Tuesday, February 8, 2011

Bittersweet


My last day in Mexico included a trip to the lavender farm, a 3 mile jog with my trusty bodyguard Davis, the purchase of 3 kilos of fresh strawberries, and a wide array of strawberry creations (strawberry sorbet, mini strawberry pies, strawberry jam)!





















Saturday, February 5, 2011

Allowing...Easier Said Than Done

Over the last two years or so, the conversation of allowing for life and whatever it has in store has been very prevelant in my family. Whether it be concerning the problems that arise when you have siblings that are half of your age, moving to a new house or country, or overcoming racial stigma, allowing for the things that come our way is a necessary struggle. This is a major hurdle for me regardless of the situation, but at the same time it is something that I am committed to achieving.

Just after I broke my leg in the Autumn of 2009, I was laying in bed on my computer (as there wasn't much to do), when I began to download podcasts of all kinds. I started listening to recordings from Buddhists centers where people would engage in discussion following meditation.One specific podcast stuck with me. They were on the subject of grief, a topic most people can relate to on some level, and one I thought was especially pertinent at the time since I was trying to swallow the fact that I had lost the season I anticipated for 10 months in a matter of seconds.
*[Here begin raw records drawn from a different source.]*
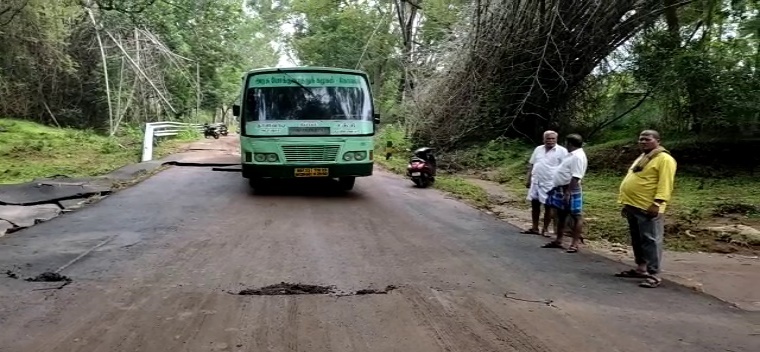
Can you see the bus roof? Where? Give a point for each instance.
(305, 68)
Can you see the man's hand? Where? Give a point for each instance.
(653, 211)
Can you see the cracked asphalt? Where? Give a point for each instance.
(156, 263)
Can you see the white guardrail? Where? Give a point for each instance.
(163, 129)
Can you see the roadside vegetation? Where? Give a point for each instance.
(445, 74)
(79, 79)
(29, 150)
(704, 198)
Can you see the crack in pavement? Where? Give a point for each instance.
(284, 288)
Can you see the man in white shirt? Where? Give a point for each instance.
(567, 195)
(544, 161)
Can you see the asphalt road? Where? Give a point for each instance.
(168, 252)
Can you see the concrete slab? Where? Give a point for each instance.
(71, 204)
(129, 172)
(49, 191)
(26, 216)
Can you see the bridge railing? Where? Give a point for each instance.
(163, 129)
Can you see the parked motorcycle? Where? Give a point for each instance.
(422, 167)
(211, 131)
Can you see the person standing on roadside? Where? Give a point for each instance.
(567, 195)
(644, 194)
(544, 161)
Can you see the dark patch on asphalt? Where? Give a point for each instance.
(284, 288)
(369, 291)
(224, 169)
(49, 276)
(191, 164)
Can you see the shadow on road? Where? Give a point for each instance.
(318, 188)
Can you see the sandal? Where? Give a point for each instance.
(553, 244)
(651, 282)
(632, 273)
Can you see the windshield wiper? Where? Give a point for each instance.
(296, 82)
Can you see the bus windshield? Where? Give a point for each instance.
(297, 102)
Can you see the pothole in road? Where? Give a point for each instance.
(49, 277)
(284, 288)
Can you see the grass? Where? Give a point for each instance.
(699, 201)
(29, 150)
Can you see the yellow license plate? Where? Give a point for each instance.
(312, 172)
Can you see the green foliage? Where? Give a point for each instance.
(29, 150)
(51, 68)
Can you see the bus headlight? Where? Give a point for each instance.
(268, 157)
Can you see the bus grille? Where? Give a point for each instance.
(310, 153)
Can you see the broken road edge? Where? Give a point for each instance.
(27, 204)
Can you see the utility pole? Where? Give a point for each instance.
(197, 90)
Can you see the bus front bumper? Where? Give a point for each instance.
(297, 171)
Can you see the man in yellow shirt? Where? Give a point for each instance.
(644, 194)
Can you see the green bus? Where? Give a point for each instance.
(302, 122)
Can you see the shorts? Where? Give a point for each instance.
(574, 207)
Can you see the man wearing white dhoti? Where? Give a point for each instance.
(543, 163)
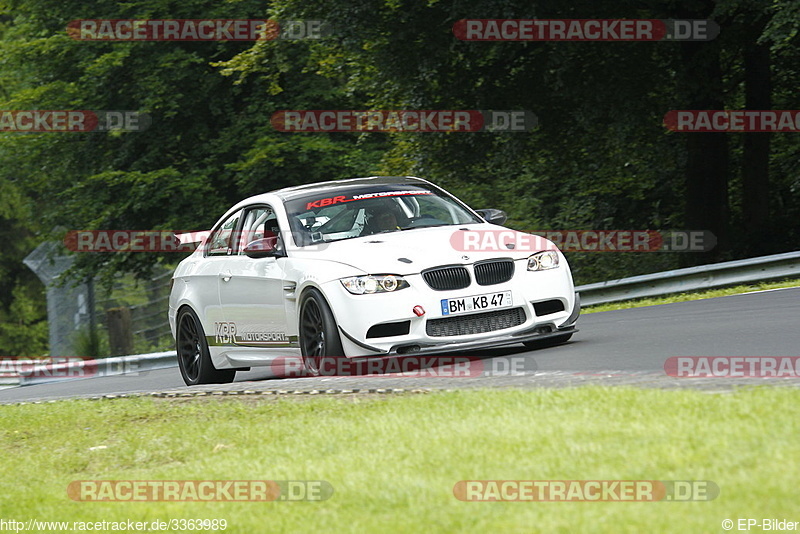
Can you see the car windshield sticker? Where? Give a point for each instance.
(330, 201)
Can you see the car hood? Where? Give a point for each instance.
(412, 251)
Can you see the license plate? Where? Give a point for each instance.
(489, 301)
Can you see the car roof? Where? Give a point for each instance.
(289, 193)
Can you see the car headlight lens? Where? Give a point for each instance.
(378, 283)
(542, 261)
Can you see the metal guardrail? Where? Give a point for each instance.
(692, 278)
(120, 365)
(648, 285)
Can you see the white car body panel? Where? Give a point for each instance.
(260, 297)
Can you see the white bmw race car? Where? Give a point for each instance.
(369, 267)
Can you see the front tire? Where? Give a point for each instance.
(194, 359)
(320, 343)
(548, 342)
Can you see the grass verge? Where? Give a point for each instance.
(393, 460)
(691, 295)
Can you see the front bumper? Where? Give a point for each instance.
(534, 328)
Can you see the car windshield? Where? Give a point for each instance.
(348, 212)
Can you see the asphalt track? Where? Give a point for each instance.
(625, 347)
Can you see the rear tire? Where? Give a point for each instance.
(548, 342)
(320, 343)
(194, 359)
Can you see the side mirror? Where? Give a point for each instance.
(493, 216)
(262, 248)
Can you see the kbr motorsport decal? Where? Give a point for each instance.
(226, 334)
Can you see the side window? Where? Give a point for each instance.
(259, 222)
(221, 242)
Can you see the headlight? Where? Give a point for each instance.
(541, 261)
(378, 283)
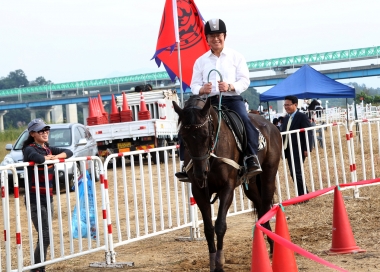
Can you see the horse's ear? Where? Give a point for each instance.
(206, 107)
(177, 109)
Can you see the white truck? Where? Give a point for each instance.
(161, 130)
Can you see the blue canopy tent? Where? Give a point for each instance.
(308, 83)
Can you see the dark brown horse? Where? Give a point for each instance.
(209, 174)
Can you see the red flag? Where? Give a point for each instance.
(191, 35)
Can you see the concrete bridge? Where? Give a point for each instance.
(53, 97)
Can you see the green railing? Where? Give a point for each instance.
(335, 56)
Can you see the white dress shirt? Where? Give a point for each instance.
(230, 64)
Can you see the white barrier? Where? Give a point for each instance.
(59, 230)
(326, 164)
(364, 150)
(141, 200)
(161, 198)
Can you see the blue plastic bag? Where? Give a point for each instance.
(82, 206)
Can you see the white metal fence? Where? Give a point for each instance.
(140, 199)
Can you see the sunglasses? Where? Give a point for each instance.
(42, 131)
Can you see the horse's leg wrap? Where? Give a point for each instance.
(219, 260)
(212, 261)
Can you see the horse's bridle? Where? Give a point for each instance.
(211, 135)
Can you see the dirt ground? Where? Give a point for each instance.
(310, 226)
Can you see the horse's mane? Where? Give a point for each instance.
(192, 110)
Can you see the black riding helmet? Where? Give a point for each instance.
(215, 26)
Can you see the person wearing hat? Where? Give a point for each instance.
(36, 149)
(235, 74)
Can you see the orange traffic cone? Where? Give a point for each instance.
(283, 258)
(91, 112)
(113, 105)
(343, 240)
(260, 258)
(125, 102)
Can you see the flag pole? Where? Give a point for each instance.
(175, 16)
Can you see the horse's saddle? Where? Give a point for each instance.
(236, 125)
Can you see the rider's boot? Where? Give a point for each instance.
(253, 166)
(182, 176)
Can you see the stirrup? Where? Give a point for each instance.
(182, 176)
(254, 169)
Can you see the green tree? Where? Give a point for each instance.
(15, 79)
(39, 81)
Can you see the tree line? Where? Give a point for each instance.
(18, 79)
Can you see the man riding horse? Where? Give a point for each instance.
(235, 74)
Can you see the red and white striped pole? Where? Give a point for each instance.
(18, 221)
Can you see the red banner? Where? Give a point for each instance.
(191, 39)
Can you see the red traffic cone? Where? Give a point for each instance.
(143, 114)
(260, 258)
(97, 107)
(113, 105)
(101, 106)
(283, 258)
(142, 103)
(125, 102)
(91, 112)
(343, 240)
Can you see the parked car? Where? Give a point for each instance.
(73, 136)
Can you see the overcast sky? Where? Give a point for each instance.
(67, 40)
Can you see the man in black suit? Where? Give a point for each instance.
(295, 120)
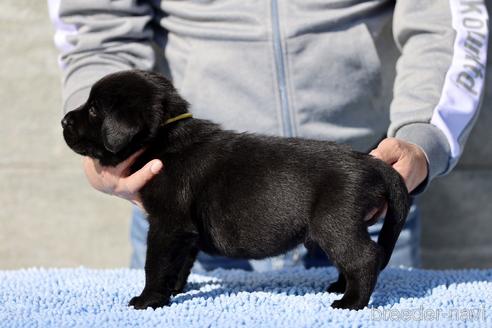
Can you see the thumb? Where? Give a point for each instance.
(138, 179)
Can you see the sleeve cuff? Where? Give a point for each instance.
(435, 146)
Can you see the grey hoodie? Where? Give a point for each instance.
(307, 68)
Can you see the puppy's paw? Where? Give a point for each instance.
(336, 287)
(347, 304)
(150, 299)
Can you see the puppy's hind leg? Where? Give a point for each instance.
(356, 256)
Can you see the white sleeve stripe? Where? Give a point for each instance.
(62, 30)
(464, 82)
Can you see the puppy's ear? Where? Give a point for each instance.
(117, 134)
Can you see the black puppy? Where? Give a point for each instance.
(238, 195)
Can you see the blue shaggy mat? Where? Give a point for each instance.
(233, 298)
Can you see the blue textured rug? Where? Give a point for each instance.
(289, 298)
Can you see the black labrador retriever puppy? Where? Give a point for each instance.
(238, 194)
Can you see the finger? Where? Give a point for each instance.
(404, 167)
(129, 161)
(137, 180)
(388, 150)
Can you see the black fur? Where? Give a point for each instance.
(238, 195)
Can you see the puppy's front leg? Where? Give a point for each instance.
(168, 251)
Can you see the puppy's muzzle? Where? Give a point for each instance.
(67, 121)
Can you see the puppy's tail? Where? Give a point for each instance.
(398, 208)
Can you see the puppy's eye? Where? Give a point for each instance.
(92, 112)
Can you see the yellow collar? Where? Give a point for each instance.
(177, 118)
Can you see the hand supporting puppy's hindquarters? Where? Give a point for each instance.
(407, 159)
(117, 181)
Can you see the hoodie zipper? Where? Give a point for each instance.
(287, 126)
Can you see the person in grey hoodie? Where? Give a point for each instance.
(304, 68)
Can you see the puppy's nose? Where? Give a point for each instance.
(67, 121)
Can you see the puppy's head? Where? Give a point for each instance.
(122, 114)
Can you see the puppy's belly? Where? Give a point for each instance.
(250, 244)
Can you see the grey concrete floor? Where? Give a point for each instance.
(51, 217)
(49, 214)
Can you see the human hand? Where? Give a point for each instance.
(117, 180)
(407, 159)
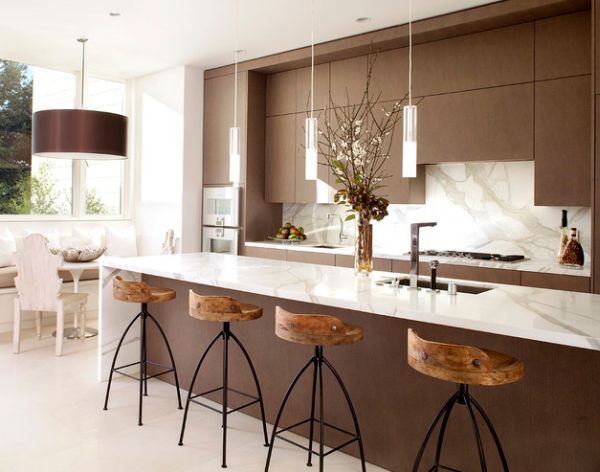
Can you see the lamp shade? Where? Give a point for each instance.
(79, 134)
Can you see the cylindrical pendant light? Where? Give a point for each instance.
(311, 126)
(79, 133)
(235, 132)
(409, 116)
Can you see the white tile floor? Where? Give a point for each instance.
(51, 419)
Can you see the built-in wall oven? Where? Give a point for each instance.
(221, 219)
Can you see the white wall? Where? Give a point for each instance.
(168, 158)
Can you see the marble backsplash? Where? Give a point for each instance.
(478, 206)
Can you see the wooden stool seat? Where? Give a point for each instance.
(221, 309)
(315, 330)
(462, 364)
(140, 292)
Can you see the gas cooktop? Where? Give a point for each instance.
(480, 256)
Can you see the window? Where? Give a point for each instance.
(31, 185)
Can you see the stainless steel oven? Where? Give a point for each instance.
(221, 219)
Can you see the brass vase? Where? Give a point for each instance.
(363, 256)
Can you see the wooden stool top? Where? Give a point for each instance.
(222, 309)
(316, 330)
(462, 364)
(140, 292)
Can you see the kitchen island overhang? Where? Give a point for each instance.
(558, 398)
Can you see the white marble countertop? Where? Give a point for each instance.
(554, 316)
(528, 265)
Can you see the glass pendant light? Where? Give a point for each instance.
(234, 132)
(409, 116)
(311, 125)
(79, 133)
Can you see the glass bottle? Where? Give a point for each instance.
(564, 239)
(573, 253)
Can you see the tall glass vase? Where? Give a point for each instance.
(363, 255)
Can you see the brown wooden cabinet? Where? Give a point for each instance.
(280, 156)
(489, 59)
(321, 88)
(281, 93)
(493, 124)
(563, 142)
(563, 46)
(218, 112)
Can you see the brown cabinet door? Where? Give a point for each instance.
(309, 191)
(563, 142)
(281, 93)
(280, 156)
(218, 118)
(321, 88)
(501, 56)
(494, 124)
(563, 46)
(348, 79)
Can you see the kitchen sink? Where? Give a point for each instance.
(442, 286)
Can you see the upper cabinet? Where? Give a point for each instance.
(563, 46)
(489, 59)
(562, 142)
(491, 124)
(218, 113)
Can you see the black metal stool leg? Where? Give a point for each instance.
(352, 411)
(190, 391)
(312, 412)
(440, 443)
(490, 427)
(142, 363)
(475, 430)
(436, 420)
(112, 367)
(164, 336)
(321, 410)
(226, 333)
(260, 401)
(279, 413)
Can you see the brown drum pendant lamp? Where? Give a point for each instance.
(79, 133)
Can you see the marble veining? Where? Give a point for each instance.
(554, 316)
(478, 206)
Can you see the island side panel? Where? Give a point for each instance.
(113, 318)
(547, 421)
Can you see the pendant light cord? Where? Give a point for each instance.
(312, 55)
(409, 52)
(82, 41)
(235, 57)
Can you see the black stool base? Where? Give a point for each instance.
(225, 411)
(143, 316)
(461, 397)
(318, 360)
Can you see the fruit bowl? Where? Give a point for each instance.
(289, 233)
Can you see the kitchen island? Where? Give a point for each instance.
(548, 421)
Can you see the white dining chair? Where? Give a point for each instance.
(39, 289)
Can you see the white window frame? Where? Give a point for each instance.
(79, 172)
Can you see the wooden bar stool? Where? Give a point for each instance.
(463, 365)
(224, 310)
(141, 292)
(318, 331)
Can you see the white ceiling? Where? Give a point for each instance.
(152, 35)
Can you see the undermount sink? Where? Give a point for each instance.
(462, 288)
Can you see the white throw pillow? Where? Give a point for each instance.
(8, 247)
(52, 236)
(121, 241)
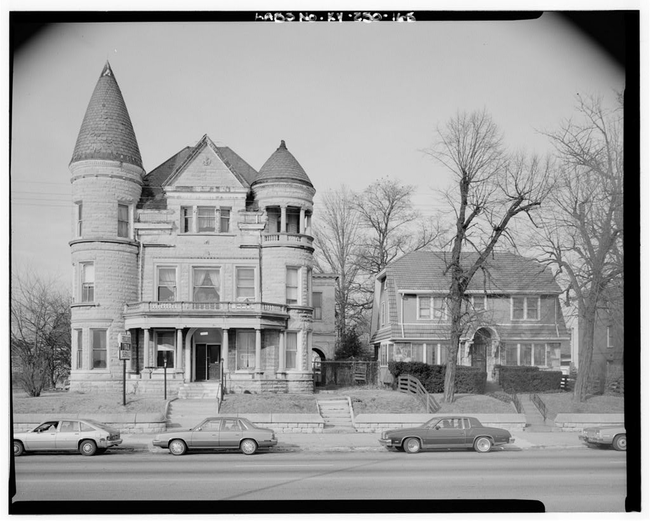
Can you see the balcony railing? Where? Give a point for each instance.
(226, 308)
(270, 238)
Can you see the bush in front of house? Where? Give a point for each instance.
(468, 379)
(528, 379)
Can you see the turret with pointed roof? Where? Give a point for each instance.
(106, 131)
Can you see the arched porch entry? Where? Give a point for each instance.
(204, 349)
(482, 350)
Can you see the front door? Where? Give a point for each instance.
(208, 359)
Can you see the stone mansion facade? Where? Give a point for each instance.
(202, 268)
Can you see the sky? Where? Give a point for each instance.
(354, 101)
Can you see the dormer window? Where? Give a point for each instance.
(525, 308)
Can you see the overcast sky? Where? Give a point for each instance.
(353, 101)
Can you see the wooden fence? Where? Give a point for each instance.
(409, 384)
(345, 373)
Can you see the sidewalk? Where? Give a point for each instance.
(367, 442)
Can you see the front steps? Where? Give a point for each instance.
(336, 414)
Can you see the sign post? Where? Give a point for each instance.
(124, 341)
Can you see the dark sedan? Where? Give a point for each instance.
(217, 433)
(450, 432)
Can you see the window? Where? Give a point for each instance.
(317, 301)
(431, 307)
(99, 348)
(80, 350)
(246, 283)
(479, 303)
(224, 220)
(87, 282)
(245, 349)
(525, 308)
(206, 285)
(165, 347)
(187, 214)
(424, 307)
(291, 350)
(166, 284)
(383, 355)
(79, 219)
(123, 224)
(207, 219)
(292, 285)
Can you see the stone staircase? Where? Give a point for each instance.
(336, 414)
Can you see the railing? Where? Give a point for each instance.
(409, 384)
(541, 406)
(516, 402)
(287, 237)
(218, 307)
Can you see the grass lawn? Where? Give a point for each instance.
(365, 400)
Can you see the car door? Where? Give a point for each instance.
(232, 432)
(68, 436)
(206, 436)
(42, 437)
(447, 433)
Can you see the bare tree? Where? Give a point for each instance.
(337, 237)
(491, 188)
(583, 227)
(40, 333)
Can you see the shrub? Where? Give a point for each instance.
(528, 379)
(468, 379)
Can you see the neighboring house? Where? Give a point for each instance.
(203, 265)
(513, 310)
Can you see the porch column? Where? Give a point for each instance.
(282, 353)
(258, 351)
(146, 348)
(224, 349)
(178, 362)
(302, 229)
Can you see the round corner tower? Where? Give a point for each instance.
(284, 192)
(107, 175)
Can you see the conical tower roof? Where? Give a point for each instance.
(282, 166)
(106, 131)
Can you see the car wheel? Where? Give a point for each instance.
(620, 442)
(88, 447)
(482, 444)
(177, 447)
(18, 448)
(248, 446)
(411, 445)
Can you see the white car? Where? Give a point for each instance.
(87, 437)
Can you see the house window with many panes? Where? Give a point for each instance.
(98, 337)
(245, 284)
(525, 308)
(245, 350)
(123, 222)
(291, 359)
(292, 285)
(166, 284)
(87, 282)
(207, 285)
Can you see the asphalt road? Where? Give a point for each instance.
(563, 480)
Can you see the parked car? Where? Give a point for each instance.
(449, 432)
(218, 433)
(85, 436)
(613, 435)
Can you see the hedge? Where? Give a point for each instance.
(468, 379)
(528, 379)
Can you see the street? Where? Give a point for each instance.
(575, 480)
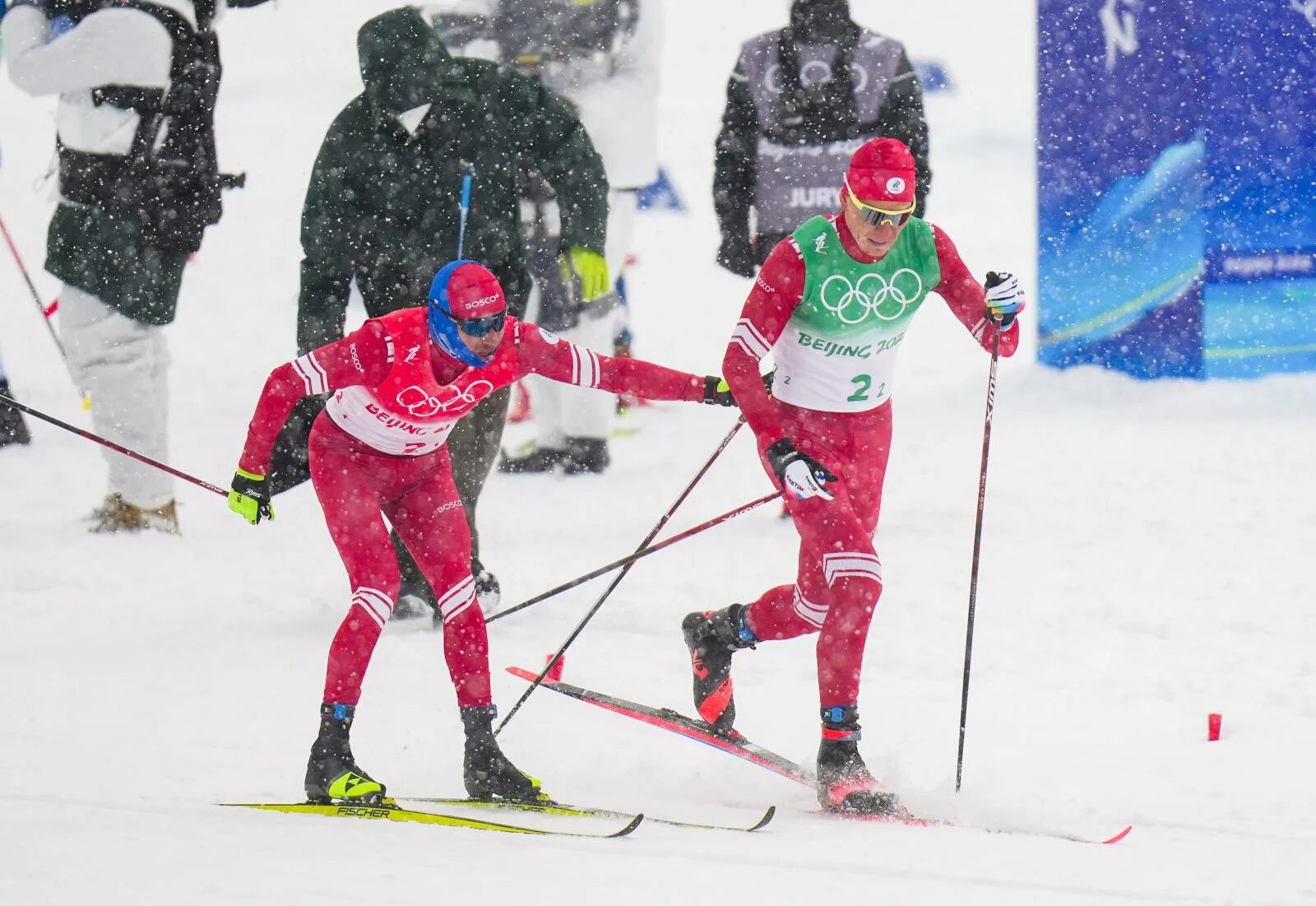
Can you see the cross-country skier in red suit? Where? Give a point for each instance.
(399, 385)
(832, 304)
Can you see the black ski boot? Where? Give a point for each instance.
(332, 774)
(486, 770)
(12, 427)
(846, 783)
(712, 636)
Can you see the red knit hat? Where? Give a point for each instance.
(473, 291)
(882, 173)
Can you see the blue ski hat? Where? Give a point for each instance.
(466, 291)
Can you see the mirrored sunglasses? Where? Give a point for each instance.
(874, 215)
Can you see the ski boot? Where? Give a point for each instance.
(712, 638)
(486, 770)
(332, 774)
(846, 783)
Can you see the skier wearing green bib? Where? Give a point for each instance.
(832, 304)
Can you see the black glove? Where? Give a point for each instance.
(799, 474)
(737, 256)
(717, 392)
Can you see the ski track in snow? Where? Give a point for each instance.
(1142, 566)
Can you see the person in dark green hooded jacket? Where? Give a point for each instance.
(383, 210)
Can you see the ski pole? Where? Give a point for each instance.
(625, 569)
(46, 311)
(6, 401)
(466, 207)
(978, 541)
(644, 551)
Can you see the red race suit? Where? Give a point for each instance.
(378, 452)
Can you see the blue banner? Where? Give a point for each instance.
(1177, 186)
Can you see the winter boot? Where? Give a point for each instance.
(846, 783)
(118, 515)
(486, 770)
(586, 456)
(712, 638)
(539, 460)
(114, 500)
(332, 774)
(13, 430)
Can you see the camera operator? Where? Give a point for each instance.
(799, 103)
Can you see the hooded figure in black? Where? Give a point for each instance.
(382, 210)
(799, 102)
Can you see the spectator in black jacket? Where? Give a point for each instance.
(798, 105)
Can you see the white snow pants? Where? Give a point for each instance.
(122, 364)
(563, 410)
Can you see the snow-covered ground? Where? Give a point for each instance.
(1145, 563)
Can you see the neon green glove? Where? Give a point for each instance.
(249, 497)
(587, 267)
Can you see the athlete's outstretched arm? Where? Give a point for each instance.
(362, 357)
(966, 298)
(558, 360)
(776, 291)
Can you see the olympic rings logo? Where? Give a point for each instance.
(420, 405)
(872, 295)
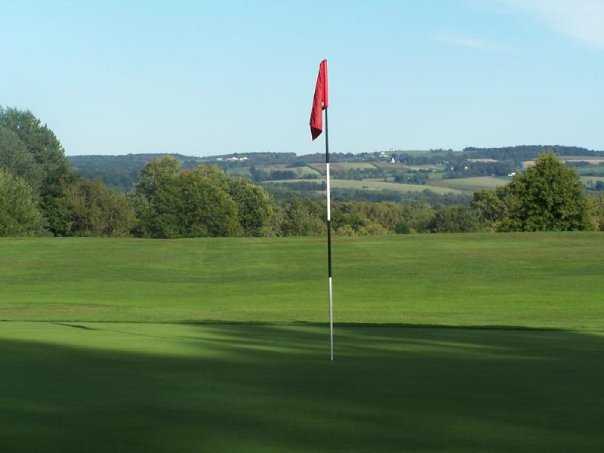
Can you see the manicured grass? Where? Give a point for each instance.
(98, 387)
(454, 343)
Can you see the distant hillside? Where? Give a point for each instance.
(395, 166)
(121, 171)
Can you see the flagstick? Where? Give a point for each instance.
(330, 284)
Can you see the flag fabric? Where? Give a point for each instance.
(320, 102)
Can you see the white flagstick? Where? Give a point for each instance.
(329, 270)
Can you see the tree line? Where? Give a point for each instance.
(41, 194)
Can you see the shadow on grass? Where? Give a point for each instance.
(240, 387)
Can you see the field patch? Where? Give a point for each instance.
(472, 184)
(379, 185)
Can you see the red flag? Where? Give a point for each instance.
(319, 102)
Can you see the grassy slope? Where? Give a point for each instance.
(373, 185)
(472, 184)
(75, 386)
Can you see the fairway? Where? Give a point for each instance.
(475, 342)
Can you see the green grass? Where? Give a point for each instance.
(445, 343)
(344, 166)
(472, 184)
(377, 185)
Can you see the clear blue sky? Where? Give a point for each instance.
(211, 77)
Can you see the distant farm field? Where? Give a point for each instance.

Among other things, they talked about being with sadness, and allowing for its presence, recognizing it's there and that it is a part of life's constant cycle.


It was all flowing nicely but the mention of one specific example struck at every appropriate heartstring. The speaker quoted a book that was discussing how scientists have measured the sound waves outside of cocoons and determined that the caterpillar in the cocoon is actually screaming in pain. From this we can gather that while transformation is often a painful process, it turns into something beautiful- a butterfly. I listened to the two minute explanation multiple times and decided that was a necessary point to live by.



This last November, my sister came to Minnesota to visit, and while I had told her the story during her pregnancy (6 months earlier and definitely necessary timing), I reminded her of it and proposed and image of a tattoo symbolizing the concept with
the word "allow" running down the cocoon. Three days later, we had the tattoo, though in different spots and with slightly different details.


As I approach yet another hiatus from my mom and sister, two people I consider to be a part of me, I am constantly reminding myself to allow for the space between us as it will be that much sweeter when I see them again. Along with that, I am allowing for my time in Greece to be an adventure in which I will try my hardest not to be attached to the outcome.


Basically, I feel as though the problems in our lives, regardless of their size or relative importance, are a direct result of a lack of allowance. It is now my life mission to minimize if not eliminate that small-minded behavior.